Democracy Sucks

When the constitution was written the founders were wisely concerned about giving an emotional and uninformed electorate the unguided power to elect national officials. This concern (and desire to protect small state power) lead them to adopt the electoral college as an intermediate body that could temper the people’s preferences with knowledge and wisdom. While that formal system is mostly still in place over the last two hundred some years more and more political power has been devolved to the people without any serious debate about how letting a public only casually familiar with the issues and swayed by strong emotions would affect our nation. I don’t know what a better system would look like but I am becoming more and more convinced that the people at large simply do not have the time, inclination, knowledge or temperament to decide complex issues of law or scientific policy.

The nature of partisan identification prevents most people from even bringing their rational faculties into play. It is no more reasonable to expect most people (not me of course) to objectively evaluate the wisdom, danger, morality, or lawfulness of Clinton’s or Bush’s actions then it is to expect them to objectively rate the intelligence or social worth of their own children. We all know liberals who are willing to excuse Clinton’s obvious deception under oath but claim Alito’s apparently honest mistake in the Vanguard recusal is an unforgivable moral lapse or conservatives who were willing to impeach Clinton for a minor deception in a private case but somehow fail to be outraged at Bush’s deception or Gonzales’s lies under oath about the spying program. We might optimistically try and dismiss these sort of biased evaluations as merely Machiavellian tactics undertaken to further one’s views or party but a recent study employing fMRIs suggests that people evaluate statements by partisan figures without even engaging the critical rational parts of their brain (this is a simplification read the link).

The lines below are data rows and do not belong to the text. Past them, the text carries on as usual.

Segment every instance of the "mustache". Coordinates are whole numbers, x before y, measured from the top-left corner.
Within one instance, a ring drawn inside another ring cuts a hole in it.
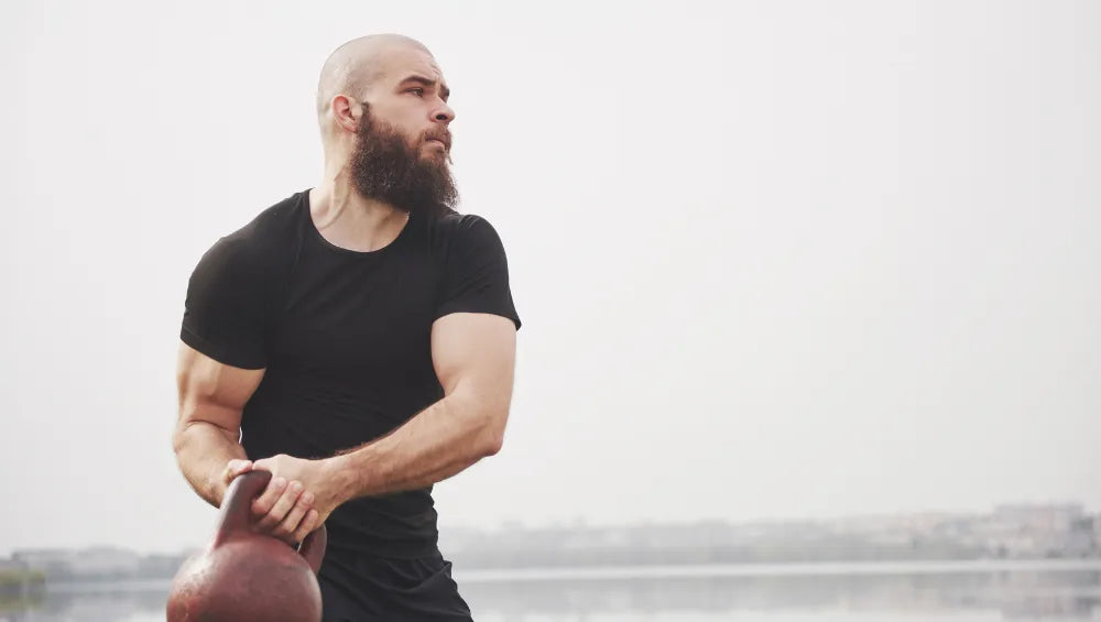
[[[421,134],[421,142],[426,143],[428,141],[436,140],[444,143],[444,146],[451,149],[451,132],[449,130],[428,130]]]

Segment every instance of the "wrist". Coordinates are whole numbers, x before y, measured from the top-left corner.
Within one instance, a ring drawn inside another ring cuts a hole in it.
[[[329,489],[329,495],[339,505],[355,499],[355,469],[348,455],[334,456],[320,461],[323,481]]]

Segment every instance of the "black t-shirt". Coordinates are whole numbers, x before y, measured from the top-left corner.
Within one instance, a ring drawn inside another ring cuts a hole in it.
[[[429,336],[456,312],[521,326],[504,248],[486,219],[414,215],[389,245],[357,252],[321,237],[303,190],[203,255],[181,338],[219,362],[266,370],[242,414],[250,459],[324,458],[444,396]],[[326,525],[334,547],[394,557],[436,549],[430,487],[356,499]]]

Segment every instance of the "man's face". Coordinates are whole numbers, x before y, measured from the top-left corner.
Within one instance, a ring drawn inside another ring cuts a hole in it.
[[[374,120],[393,127],[418,156],[447,161],[455,111],[436,61],[424,50],[397,45],[380,55],[379,65],[366,97]]]
[[[357,189],[411,214],[440,215],[458,199],[449,168],[455,118],[426,52],[390,52],[372,80],[351,154]]]

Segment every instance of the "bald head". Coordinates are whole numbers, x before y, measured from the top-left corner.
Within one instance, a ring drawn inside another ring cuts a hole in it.
[[[361,36],[337,47],[325,61],[317,81],[317,116],[324,117],[338,95],[362,99],[384,70],[386,53],[408,47],[432,54],[419,41],[401,34]]]

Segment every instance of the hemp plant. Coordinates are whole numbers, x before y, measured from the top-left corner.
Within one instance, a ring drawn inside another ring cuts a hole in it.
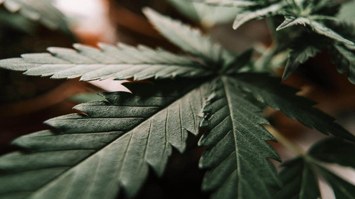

This situation is bad enough when the public is asked to make decisions about simple topics it (mostly) understands, e.g., did Kerry change his position on Iraq. When faced with issues requiring technical knowledge, subtle distinctions, or abstract analysis the situation is basically hopeless. Nothing illustrates this problem as clearly as the public reaction to Bush’s domestic spying program. Despite the belief by an apparently strong majority of independent constitutional experts that the domestic spying program is unconstitutional recent polls reveal that something like 50% of the populace does not believe Bush acted wrongly. Though the arguments Bush offers in his defense are astonishingly weak and often deeply misleading if one is emotionally predisposed to look for a justification they provide an easy excuse that lets people stop looking and thinking and feel indignant about ‘democratic’ criticism.

I am currently listening to Gonzales’s testimony before congress. Though Senator Specter oddly refused to put him under oath he is being amazingly disingenuous and coming up with ridiculous reasons to avoid answering questions. I particularly liked when he said that the reason the revelation of the NSA program endangered national security was that it reminded terrorists we were listening to them. Also good was when he said that his claim during his nomination hearings that the administration would not pursue wiretapping in violation of criminal statute only meant that the administration would not pursue wiretapping in violation of constitutionally valid criminal statute, i.e., he was stating only the trivial fact that the administration would claim to have constitutional authority to do whatever wiretapping it actually undertook. However, what was particularly egregious was his continued invocation of Clinton’s search of the Ames residence.

This claim has been a key plank of the republican defense. However, this situation has been repeatedly documented as NOT HAVING BEEN ILLEGAL AT THE TIME. For the first time I was actually quite impressed with Feinstein in these hearings for demolishing this fallacious argument as well as the related claim that Clinton’s attorney general argued for the same authority as Bush is claiming. Clinton’s administration simply claimed the right to conduct foreign intelligence searches in absence of congressional regulation not in violation of it. In fact I have actually been positively impressed by most of the congressmen in this hearing. Sure the republicans have been helping the administration throw up smoke screens but even they have been demanding to know (though Gonzales evades the questions) how there can be any limit to presidential authority under the administrations argument. All the congressmen, republican or democrat, seem to find the AUMF argument just laughable.

I’m just at a complete loss as to what could be done about this issue. It doesn’t seem to matter that Gonzales’s arguments are totally without merit and most of them are just laughable or simply misleading. No amount of legal experts weighing in on the other side seem to make the slightest difference. The citizens at large are either blinded by partisan support or simply not willing/able to evaluate the arguments in detail. Many people just don’t seem to understand the difference between the legality of the president’s action and the wisdom of allowing this sort of wiretap. I, like many congressional leaders, think this sort of surveillance may be justified but this sort of distinction seems lost on much of the public. If they couldn’t understand Kerry’s position that the president should have had the power to wage war on Iraq (so he could compel compliance) but he was wrong to use it I don’t see how we can hope they will deal sensibly with this sort of issue.

I simply don’t think our form of government is able to deal with this sort of situation. When Andrew Jackson ignored the supreme court order and moved the indians our institutions were unable to stop him and I see little reason to think things will be different in this situation. I would like to believe that some form of structural reform is possible to remedy this defect but frankly I don’t see how.